2021:The Biden administration moved to toughen testing requirements for international travelers to the U.S., including both vaccinated and unvaccinated people, amid the spread of the omicron variant of the coronavirus.
2021: Barbados removed Britain’s Queen Elizabeth II as its head of state, becoming a republic on the 55th anniversary of its independence. On the same day, Ethan Crumbley, a 15-year-old sophomore, opened fire at a Michigan high school, killing four students and wounding seven other people; school staff had discovered his violent drawings but his parents wouldn’t remove him from school. (The parents, James and Jennifer Crumbley, are accused of making the gun accessible and ignoring their son’s mental health needs; they face charges including involuntary manslaughter.)
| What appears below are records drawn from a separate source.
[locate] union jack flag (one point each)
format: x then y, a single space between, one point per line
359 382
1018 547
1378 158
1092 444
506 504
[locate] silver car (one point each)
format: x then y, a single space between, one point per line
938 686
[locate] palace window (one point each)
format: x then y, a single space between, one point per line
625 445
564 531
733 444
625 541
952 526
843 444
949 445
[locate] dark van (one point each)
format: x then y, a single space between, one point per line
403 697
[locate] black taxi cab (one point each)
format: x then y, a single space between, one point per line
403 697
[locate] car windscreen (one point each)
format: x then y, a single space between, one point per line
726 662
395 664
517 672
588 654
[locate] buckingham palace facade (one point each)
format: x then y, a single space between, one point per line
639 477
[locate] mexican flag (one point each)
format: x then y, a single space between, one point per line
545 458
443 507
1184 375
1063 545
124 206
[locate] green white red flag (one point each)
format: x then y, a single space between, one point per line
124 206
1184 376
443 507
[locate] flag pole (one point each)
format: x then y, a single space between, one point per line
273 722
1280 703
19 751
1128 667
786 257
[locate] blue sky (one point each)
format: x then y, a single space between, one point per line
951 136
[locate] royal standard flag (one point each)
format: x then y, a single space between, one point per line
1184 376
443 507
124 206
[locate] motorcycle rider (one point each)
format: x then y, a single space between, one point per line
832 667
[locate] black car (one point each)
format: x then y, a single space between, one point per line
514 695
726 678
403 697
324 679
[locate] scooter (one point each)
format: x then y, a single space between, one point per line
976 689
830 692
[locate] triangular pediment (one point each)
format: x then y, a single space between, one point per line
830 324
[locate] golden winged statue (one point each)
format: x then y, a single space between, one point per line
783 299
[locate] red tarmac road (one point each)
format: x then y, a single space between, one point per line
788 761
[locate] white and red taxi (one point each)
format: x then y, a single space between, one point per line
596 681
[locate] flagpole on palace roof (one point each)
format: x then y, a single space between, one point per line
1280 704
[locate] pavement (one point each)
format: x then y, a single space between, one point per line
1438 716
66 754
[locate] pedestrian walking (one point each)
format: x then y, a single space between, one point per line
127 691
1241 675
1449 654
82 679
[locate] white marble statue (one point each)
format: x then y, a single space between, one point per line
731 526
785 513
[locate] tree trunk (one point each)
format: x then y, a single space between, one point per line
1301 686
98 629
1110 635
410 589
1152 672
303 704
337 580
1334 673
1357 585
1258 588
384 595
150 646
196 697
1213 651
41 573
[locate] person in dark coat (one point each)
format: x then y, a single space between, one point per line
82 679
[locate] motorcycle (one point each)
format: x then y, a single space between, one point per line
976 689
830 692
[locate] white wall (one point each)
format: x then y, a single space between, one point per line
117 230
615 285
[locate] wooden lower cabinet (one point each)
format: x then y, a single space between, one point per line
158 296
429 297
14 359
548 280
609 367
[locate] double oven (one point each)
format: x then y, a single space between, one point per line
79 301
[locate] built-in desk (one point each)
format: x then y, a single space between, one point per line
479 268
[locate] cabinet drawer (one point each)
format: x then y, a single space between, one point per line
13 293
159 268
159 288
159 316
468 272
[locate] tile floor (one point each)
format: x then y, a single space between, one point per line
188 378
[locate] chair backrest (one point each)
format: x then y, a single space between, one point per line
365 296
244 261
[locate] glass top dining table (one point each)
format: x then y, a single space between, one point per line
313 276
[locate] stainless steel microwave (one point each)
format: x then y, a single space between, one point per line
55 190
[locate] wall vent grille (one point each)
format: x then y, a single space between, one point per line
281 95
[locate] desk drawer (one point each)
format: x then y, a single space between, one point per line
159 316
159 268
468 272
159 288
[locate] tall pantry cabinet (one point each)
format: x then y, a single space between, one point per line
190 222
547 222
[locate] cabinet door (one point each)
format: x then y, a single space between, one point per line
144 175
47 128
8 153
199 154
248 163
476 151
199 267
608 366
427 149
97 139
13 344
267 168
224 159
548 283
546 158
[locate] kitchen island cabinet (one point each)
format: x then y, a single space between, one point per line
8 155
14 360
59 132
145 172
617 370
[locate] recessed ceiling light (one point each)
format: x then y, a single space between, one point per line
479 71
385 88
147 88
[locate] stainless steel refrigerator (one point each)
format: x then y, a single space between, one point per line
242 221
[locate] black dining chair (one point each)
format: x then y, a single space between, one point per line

Today’s birthdays: Country singer-record company executive Jimmy Bowen is 85. Director Ridley Scott is 85. Writer-director Terrence Malick (“The Thin Red Line”) is 79. Bassist Roger Glover of Deep Purple is 77. Singer-actor Mandy Patinkin is 70. Guitarist Shuggie Otis is 69. Country singer Jeannie Kendall of The Kendalls is 68. Singer Billy Idol is 67. Guitarist John Ashton of Psychedelic Furs is 65. Comedian Colin Mochrie (“Whose Line Is It Anyway?”) is 65. Rapper Jalil of Whodini is 59. Actor-director Ben Stiller is 57. DJ Steve Aoki is 45. Singer Clay Aiken (“American Idol”) is 44. Actor Elisha Cuthbert (“24”) is 40. Actor Kaley Cuoco (“The Big Bang Theory”) is 37. Model Chrissy Teigen is 37. Actor Christel Khalil (“The Young and the Restless”) is 35. Actor Rebecca Rittenhouse (“The Mindy Project”) is 34. Actor Adelaide Clemens (“Rectify”) is 33. Actor Tyla Harris (“For Life”) is 22.